THE INTERESTING LIFE AND STELLAR CAREER OF LIZ CALDER
On Wednesday of this week Liz Calder, noted British publisher & co-founder of Bloomsbury Publishers, and her husband Louis Baum, (children's author and former long-time editor of The Bookseller), were interviewed by Random House NZ Publishing Director Nicola Legat at a meeting attended by over a hundred authors and publishers. The event was organised by the British Council and held at The Pumphouse on Auckland's North Shore.

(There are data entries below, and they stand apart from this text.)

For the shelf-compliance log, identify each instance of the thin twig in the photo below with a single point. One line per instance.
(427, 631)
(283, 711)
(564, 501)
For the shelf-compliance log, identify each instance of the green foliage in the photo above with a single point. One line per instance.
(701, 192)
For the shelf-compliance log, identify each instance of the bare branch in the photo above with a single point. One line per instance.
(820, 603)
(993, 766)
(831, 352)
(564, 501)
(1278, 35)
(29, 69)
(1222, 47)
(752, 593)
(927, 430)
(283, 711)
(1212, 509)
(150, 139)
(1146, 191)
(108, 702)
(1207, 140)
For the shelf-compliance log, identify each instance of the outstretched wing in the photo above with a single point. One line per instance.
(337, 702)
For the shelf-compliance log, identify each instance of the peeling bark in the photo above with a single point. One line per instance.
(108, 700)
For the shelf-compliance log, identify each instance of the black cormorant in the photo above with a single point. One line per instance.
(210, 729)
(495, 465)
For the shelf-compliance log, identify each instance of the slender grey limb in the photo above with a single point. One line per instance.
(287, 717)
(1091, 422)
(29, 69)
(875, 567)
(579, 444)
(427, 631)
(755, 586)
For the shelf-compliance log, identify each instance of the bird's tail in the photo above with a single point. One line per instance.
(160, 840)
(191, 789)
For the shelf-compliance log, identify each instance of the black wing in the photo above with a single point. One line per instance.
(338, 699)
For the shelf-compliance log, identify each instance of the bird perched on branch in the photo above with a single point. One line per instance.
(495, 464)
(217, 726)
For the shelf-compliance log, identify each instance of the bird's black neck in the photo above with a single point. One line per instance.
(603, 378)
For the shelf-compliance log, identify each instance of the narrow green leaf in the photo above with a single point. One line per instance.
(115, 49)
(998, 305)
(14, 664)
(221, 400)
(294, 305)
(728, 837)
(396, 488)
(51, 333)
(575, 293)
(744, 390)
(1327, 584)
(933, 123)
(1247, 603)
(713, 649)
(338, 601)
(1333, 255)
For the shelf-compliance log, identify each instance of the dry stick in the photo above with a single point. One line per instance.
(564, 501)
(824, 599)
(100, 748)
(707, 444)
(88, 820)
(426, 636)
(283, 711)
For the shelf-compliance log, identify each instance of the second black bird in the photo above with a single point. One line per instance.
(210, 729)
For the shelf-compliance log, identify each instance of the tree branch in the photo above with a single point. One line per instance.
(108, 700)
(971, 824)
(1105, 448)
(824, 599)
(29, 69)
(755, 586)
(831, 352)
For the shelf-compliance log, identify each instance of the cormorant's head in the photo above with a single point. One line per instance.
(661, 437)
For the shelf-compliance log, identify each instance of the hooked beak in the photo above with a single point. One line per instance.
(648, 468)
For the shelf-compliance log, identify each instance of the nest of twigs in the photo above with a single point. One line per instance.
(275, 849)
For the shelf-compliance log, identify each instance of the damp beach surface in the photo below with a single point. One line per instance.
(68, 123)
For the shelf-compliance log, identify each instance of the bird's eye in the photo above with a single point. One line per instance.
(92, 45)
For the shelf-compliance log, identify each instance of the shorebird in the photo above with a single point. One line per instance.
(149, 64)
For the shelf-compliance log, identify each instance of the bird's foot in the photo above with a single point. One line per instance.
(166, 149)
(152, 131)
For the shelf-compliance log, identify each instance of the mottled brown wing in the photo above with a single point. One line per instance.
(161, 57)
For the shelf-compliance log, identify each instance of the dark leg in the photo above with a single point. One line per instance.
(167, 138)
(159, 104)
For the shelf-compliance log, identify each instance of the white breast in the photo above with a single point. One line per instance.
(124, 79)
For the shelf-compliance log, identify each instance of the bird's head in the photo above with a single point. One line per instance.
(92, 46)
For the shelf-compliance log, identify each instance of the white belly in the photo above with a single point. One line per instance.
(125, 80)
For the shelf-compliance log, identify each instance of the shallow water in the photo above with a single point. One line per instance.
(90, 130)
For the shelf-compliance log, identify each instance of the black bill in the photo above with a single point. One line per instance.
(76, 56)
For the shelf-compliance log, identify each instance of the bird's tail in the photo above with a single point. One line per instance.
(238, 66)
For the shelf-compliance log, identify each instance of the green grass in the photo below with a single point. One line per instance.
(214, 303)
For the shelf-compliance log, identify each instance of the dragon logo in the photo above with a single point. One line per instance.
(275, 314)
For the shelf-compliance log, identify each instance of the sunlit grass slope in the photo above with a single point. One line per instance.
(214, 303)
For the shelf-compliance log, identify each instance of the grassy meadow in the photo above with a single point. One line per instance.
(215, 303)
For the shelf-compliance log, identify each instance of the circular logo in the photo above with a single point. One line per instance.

It was an interesting and discursive discussion covering Liz Calder's publishing career, the 80's fiction boom and the part played in that by the Booker Prize, the state of the British publishing industry today, the rise of small to medium size publishers such as Canongate, Profile, Granta and others who jostle for space among the international heavyweights, the significant trend of recent times with editors moving within the publishing industry to become literary agents,(more than 20 have made this move), the enormous success of literary festivals around the world, (the first Liz Calder ever attended was the Adelaide Festival in 1988), digitisation, and the phenomenon of Harry Potter.
Apart from the faulty sound system, (really there is no excuse for this), and the absence of air-conditioning in a small theatre on a stifling hot day, the occasion was a great success and once outside in the fresh air beside Lake Pupuke with a glass of Sav Blanc in hand these two trials were soon forgotten nd conversation flowed on the topics covered by the two interesting guests.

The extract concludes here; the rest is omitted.